L'ancien chef de l'Etat bénéficie en temps normal "d'un dispositif de protection eu égard à son statut et aux menaces qui pèsent sur lui" et "ce dispositif a effectivement été maintenu en détention", a indiqué Laurent Nuñez sur CNews/Europe 1.
Deux officiers de sécurité ont été installés à la prison de la Santé, dans la cellule voisine à celle de Nicolas Sarkozy au quartier d'isolement.
Ce dispositif restera en place "tant que nous le jugerons utile", a indiqué le ministre de l'Intérieur.
Nicolas Sarkozy, 70 ans, a été condamné le 25 septembre pour association de malfaiteurs dans le procès libyen à cinq ans de prison, une détention inédite dans l'histoire de la République. Il a fait appel de cette décision.
"C'est évidemment un citoyen comme les autres mais il y a des menaces un peu plus importantes qui pèsent sur l'ancien président de la République qu'est Nicolas Sarkozy. La décision a été prise et donc elle a été appliquée immédiatement", a précisé M. Nuñez.

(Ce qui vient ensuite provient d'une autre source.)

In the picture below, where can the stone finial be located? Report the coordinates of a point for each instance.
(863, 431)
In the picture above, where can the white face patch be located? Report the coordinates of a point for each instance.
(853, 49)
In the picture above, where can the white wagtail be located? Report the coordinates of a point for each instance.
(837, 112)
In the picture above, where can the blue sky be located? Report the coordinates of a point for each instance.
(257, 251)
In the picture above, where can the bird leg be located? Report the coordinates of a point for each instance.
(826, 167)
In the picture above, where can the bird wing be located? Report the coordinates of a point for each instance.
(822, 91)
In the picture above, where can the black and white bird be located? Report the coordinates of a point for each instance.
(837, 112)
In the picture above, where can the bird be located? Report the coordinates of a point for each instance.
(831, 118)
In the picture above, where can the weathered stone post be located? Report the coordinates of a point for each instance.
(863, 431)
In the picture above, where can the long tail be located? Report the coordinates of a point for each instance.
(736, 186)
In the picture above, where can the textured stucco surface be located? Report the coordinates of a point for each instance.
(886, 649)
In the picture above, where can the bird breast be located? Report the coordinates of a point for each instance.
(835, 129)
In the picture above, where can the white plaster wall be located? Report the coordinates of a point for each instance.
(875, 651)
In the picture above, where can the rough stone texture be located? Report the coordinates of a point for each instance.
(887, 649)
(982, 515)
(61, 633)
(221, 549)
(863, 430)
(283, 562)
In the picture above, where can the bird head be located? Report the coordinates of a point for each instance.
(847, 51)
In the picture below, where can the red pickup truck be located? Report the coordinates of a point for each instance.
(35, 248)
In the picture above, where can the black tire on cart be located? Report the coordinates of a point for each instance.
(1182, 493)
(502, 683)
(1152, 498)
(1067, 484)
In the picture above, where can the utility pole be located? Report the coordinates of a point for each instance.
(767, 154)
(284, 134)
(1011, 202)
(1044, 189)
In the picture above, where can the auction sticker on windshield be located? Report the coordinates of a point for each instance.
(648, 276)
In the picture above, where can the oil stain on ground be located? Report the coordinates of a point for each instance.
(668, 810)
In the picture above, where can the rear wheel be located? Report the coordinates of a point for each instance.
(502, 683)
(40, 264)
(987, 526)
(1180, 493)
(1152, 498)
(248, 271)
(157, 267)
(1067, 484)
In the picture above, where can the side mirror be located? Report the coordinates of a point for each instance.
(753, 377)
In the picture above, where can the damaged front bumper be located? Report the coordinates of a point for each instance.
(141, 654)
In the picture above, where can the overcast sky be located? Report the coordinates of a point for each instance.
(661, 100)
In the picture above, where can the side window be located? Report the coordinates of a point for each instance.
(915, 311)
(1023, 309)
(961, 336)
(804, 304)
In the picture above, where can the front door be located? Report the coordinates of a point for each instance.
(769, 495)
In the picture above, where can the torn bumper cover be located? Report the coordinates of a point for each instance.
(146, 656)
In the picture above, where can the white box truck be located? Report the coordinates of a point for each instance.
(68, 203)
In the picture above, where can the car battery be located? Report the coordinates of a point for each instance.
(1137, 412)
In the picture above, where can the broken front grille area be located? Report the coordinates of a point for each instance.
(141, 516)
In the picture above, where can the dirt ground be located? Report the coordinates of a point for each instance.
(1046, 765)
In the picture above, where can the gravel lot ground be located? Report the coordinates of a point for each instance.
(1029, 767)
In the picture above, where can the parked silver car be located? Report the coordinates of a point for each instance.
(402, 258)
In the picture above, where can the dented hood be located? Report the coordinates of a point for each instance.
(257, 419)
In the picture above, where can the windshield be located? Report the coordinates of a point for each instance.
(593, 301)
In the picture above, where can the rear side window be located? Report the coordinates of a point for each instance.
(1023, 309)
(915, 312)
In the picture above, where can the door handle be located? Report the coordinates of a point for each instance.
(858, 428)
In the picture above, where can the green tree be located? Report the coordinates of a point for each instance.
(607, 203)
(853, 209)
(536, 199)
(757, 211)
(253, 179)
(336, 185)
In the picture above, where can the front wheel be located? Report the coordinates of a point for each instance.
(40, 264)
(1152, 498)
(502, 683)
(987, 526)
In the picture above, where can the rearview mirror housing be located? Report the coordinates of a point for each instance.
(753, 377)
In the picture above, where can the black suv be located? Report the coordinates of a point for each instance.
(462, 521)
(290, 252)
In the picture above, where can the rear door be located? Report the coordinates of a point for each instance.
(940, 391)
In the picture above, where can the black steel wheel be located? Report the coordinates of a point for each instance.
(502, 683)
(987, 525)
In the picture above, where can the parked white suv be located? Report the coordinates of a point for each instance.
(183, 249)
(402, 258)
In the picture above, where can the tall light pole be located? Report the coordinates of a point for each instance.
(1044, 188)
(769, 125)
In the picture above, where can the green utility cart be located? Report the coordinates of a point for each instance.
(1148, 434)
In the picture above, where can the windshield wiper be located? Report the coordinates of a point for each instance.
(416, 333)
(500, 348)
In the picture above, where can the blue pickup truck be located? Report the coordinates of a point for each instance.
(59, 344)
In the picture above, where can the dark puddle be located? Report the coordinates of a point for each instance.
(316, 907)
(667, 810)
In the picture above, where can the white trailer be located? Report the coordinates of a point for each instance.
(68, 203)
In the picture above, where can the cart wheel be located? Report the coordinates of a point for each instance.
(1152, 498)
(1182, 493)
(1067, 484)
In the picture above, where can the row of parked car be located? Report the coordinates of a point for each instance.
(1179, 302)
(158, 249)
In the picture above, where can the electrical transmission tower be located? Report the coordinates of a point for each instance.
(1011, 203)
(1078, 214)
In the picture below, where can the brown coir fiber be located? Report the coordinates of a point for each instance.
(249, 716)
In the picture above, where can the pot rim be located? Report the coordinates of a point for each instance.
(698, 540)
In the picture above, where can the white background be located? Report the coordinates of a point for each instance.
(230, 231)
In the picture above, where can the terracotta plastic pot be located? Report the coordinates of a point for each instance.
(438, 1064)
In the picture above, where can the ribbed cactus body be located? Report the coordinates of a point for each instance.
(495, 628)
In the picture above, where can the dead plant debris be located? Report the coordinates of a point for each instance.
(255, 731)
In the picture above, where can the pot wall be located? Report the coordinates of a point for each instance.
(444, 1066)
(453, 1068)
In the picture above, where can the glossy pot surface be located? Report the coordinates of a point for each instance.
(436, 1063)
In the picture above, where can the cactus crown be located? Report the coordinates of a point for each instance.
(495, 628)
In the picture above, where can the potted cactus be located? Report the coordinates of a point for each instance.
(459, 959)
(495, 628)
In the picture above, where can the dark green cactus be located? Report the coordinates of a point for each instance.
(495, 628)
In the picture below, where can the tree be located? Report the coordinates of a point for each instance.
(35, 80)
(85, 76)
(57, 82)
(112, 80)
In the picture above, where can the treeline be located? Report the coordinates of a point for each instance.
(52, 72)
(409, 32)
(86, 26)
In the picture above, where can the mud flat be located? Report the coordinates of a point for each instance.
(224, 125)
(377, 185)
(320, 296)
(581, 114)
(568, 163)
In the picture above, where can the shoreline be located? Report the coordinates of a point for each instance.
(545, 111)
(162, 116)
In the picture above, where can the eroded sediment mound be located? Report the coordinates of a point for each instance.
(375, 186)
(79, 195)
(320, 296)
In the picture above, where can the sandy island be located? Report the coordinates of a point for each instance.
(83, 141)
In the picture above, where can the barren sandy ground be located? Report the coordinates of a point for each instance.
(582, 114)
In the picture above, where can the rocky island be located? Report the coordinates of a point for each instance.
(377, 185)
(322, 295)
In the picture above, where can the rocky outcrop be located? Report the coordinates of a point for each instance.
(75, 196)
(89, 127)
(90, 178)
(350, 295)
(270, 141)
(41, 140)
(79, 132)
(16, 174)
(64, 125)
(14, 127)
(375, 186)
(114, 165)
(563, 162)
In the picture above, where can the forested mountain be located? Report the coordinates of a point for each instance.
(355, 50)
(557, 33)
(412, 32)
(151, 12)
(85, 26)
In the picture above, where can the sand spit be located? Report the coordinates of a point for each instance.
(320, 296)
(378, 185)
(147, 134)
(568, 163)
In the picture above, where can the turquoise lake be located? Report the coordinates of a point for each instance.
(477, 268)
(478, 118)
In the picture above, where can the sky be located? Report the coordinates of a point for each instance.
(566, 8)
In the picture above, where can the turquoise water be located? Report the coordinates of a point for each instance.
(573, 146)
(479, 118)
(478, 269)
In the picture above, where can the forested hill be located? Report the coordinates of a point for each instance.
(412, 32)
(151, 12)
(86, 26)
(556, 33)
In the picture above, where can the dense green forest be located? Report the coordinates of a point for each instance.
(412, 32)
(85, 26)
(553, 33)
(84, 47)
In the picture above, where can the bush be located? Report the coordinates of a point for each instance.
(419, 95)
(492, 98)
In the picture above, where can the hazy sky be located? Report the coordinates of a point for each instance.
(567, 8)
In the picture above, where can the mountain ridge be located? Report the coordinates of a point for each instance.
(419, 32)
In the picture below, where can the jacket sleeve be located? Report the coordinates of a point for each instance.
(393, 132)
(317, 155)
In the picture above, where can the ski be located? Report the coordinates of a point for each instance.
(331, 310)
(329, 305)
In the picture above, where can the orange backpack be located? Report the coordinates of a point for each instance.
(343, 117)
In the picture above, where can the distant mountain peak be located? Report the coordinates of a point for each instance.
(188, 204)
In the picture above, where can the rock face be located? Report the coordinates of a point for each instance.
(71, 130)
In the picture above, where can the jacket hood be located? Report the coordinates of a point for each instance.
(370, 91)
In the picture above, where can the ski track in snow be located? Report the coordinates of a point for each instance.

Salué par les vivats de ses supporters quand il a quitté son domicile de l'ouest parisien vers 09H15 mardi matin, l'ancien président est arrivé une vingtaine de minutes plus tard à la Santé.
Trois Français sur quatre estiment que l'ancien président est "un justiciable comme un autre, qui ne doit pas être traité différemment des autres personnes condamnées", selon un sondage RTL-Toluna Harris Interactive publié mercredi matin.
Un chiffre qui tombe à 52% chez les sympathisants des Républicains, ajoute le sondage.
Nicolas Sarkozy devrait rester "un minimum de trois semaines ou d'un mois" en prison, avait indiqué mardi son avocat Christophe Ingrain devant les portes de la prison parisienne. La cour d'appel de Paris a deux mois pour statuer sur la demande de mise en liberté déposée après l'incarcération.
Reçu par le président Emmanuel Macron vendredi dernier à l'Elysée, l'ex-chef de l'Etat pourrait aussi recevoir la visite en prison du ministre de la Justice, Gérald Darmanin.
Des visites désapprouvées par "une majorité de Français", tout comme le rassemblement de soutien qui s'est tenu mardi matin devant le domicile de Nicolas Sarkozy, d'après le sondage RTL-Toluna Harris Interactive.
Ils sont ainsi 53% à désapprouver ce rassemblement, et 57% la visite annoncée de Gérald Darmanin, selon cette enquête réalisée en ligne mardi auprès d'un échantillon de 1.025 personnes représentatif de la population française âgée de 18 ans et plus.
Le garde des Sceaux avait déclaré lundi qu'il irait "voir en prison" Nicolas Sarkozy, assurant qu'en tant que ministre de la Justice il pouvait "aller voir n'importe quelle prison et n'importe quel détenu".
Ce projet a été désapprouvé par le plus haut parquetier de France, le procureur général près la Cour de cassation Rémi Heitz, qui y a vu un risque "d'atteinte à l'indépendance des magistrats".